Does the Scanner class use an internal buffer?
This is actually a pretty simple question that I'm surprised I'm unable to find the answer to. Recently, I was advised to use a Scanner to read a large file in tokens, rather than using a BufferedReader and then splitting the Strings it puts out. While this worked wonders for my code, I've found the Scanner to work much more slowly and I suspect the problem is its lack of a buffer... Which it may or may not have. I've found conflicting evidence on the 'net.

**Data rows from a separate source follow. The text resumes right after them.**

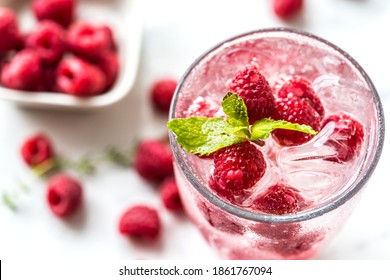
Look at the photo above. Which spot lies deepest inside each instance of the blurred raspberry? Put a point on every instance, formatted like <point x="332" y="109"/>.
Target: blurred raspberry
<point x="140" y="221"/>
<point x="64" y="195"/>
<point x="88" y="40"/>
<point x="162" y="93"/>
<point x="109" y="64"/>
<point x="36" y="150"/>
<point x="60" y="11"/>
<point x="153" y="160"/>
<point x="285" y="9"/>
<point x="24" y="71"/>
<point x="48" y="40"/>
<point x="9" y="31"/>
<point x="78" y="77"/>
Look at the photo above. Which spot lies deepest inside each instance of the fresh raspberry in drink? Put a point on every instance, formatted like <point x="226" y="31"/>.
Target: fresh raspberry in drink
<point x="153" y="160"/>
<point x="36" y="149"/>
<point x="9" y="31"/>
<point x="347" y="137"/>
<point x="78" y="77"/>
<point x="162" y="93"/>
<point x="302" y="88"/>
<point x="140" y="221"/>
<point x="286" y="9"/>
<point x="64" y="195"/>
<point x="294" y="110"/>
<point x="279" y="199"/>
<point x="254" y="89"/>
<point x="170" y="195"/>
<point x="89" y="41"/>
<point x="237" y="169"/>
<point x="24" y="71"/>
<point x="60" y="11"/>
<point x="49" y="41"/>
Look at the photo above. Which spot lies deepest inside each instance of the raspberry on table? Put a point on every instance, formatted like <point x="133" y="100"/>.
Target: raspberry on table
<point x="294" y="110"/>
<point x="60" y="11"/>
<point x="286" y="9"/>
<point x="9" y="31"/>
<point x="36" y="150"/>
<point x="109" y="64"/>
<point x="279" y="199"/>
<point x="49" y="41"/>
<point x="88" y="40"/>
<point x="153" y="160"/>
<point x="347" y="137"/>
<point x="170" y="195"/>
<point x="78" y="77"/>
<point x="237" y="169"/>
<point x="162" y="93"/>
<point x="23" y="72"/>
<point x="302" y="88"/>
<point x="254" y="89"/>
<point x="64" y="195"/>
<point x="140" y="221"/>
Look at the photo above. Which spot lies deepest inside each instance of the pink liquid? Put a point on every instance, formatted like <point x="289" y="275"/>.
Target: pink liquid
<point x="341" y="87"/>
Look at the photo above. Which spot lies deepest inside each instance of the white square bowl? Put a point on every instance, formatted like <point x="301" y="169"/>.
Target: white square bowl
<point x="124" y="17"/>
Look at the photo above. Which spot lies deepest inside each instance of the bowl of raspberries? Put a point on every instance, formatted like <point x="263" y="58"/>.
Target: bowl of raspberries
<point x="75" y="54"/>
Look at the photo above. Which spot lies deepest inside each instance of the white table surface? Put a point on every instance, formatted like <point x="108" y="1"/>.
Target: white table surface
<point x="175" y="33"/>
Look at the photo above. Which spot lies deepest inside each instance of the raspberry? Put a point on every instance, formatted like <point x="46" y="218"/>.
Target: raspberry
<point x="60" y="11"/>
<point x="9" y="30"/>
<point x="347" y="137"/>
<point x="24" y="71"/>
<point x="110" y="34"/>
<point x="237" y="168"/>
<point x="109" y="64"/>
<point x="153" y="160"/>
<point x="89" y="41"/>
<point x="170" y="195"/>
<point x="78" y="77"/>
<point x="162" y="92"/>
<point x="279" y="199"/>
<point x="201" y="108"/>
<point x="254" y="89"/>
<point x="36" y="150"/>
<point x="64" y="195"/>
<point x="301" y="88"/>
<point x="294" y="110"/>
<point x="48" y="39"/>
<point x="141" y="222"/>
<point x="285" y="9"/>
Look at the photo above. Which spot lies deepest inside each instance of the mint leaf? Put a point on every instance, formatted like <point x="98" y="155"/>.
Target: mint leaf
<point x="262" y="128"/>
<point x="235" y="109"/>
<point x="203" y="136"/>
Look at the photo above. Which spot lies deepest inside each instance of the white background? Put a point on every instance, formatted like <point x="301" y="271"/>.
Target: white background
<point x="175" y="33"/>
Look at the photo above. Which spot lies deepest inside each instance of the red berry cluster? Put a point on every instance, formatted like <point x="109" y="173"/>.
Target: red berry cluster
<point x="78" y="58"/>
<point x="153" y="161"/>
<point x="239" y="167"/>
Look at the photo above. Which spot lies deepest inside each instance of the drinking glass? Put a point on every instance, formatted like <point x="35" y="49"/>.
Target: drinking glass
<point x="236" y="232"/>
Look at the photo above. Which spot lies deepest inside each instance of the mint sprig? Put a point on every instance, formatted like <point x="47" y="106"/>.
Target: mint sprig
<point x="203" y="136"/>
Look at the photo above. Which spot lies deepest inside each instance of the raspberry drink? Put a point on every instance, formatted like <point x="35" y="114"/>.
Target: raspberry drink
<point x="274" y="133"/>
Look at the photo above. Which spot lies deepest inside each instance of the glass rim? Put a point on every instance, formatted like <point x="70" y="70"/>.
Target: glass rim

So here's my question: Does Scanner use a buffer, if so how large and how can I mess with it? If not, is there any way to get the performance of a BufferedReader with the per-token reading of a Scanner? Because at this point, it seems faster to use a BufferedReader and do String.split than it is to use the Scanner for basically the same task.
For context, the code loading the file looks like this:
Code java:
private void LoadComparisonList(File comparisonFile)
{
String readLine;
String[] readArray = new String[2];
if(!comparisonFile.exists() || !comparisonFile.isFile() || !comparisonFile.canRead()
|| comparisonFile.length() == 0)
{
this.errorcode = 2;
return;
}
try
{
Scanner scanner = new Scanner(comparisonFile);
scanner.nextLine();
do
{
readArray[0] = scanner.next();
readArray[1] = scanner.nextLine();
this.comparisonList.add(readArray);
}
while(scanner.hasNext());
scanner.close();
}
catch (IOException exception)
{
this.errorcode = 2;
}
}
}
This reads and discards the file's header line, which is just column names, and then proceeds to read the first element of the column to save as a header and everything else (another five tokens) as a footer, saving everything into an ArrayList<String[]>. It works just fine, it just takes ~27 seconds for a 90MB, ~5 000 000 line file where virtually the same action done through a BufferedReader completes in around 4-5, if I remember correctly.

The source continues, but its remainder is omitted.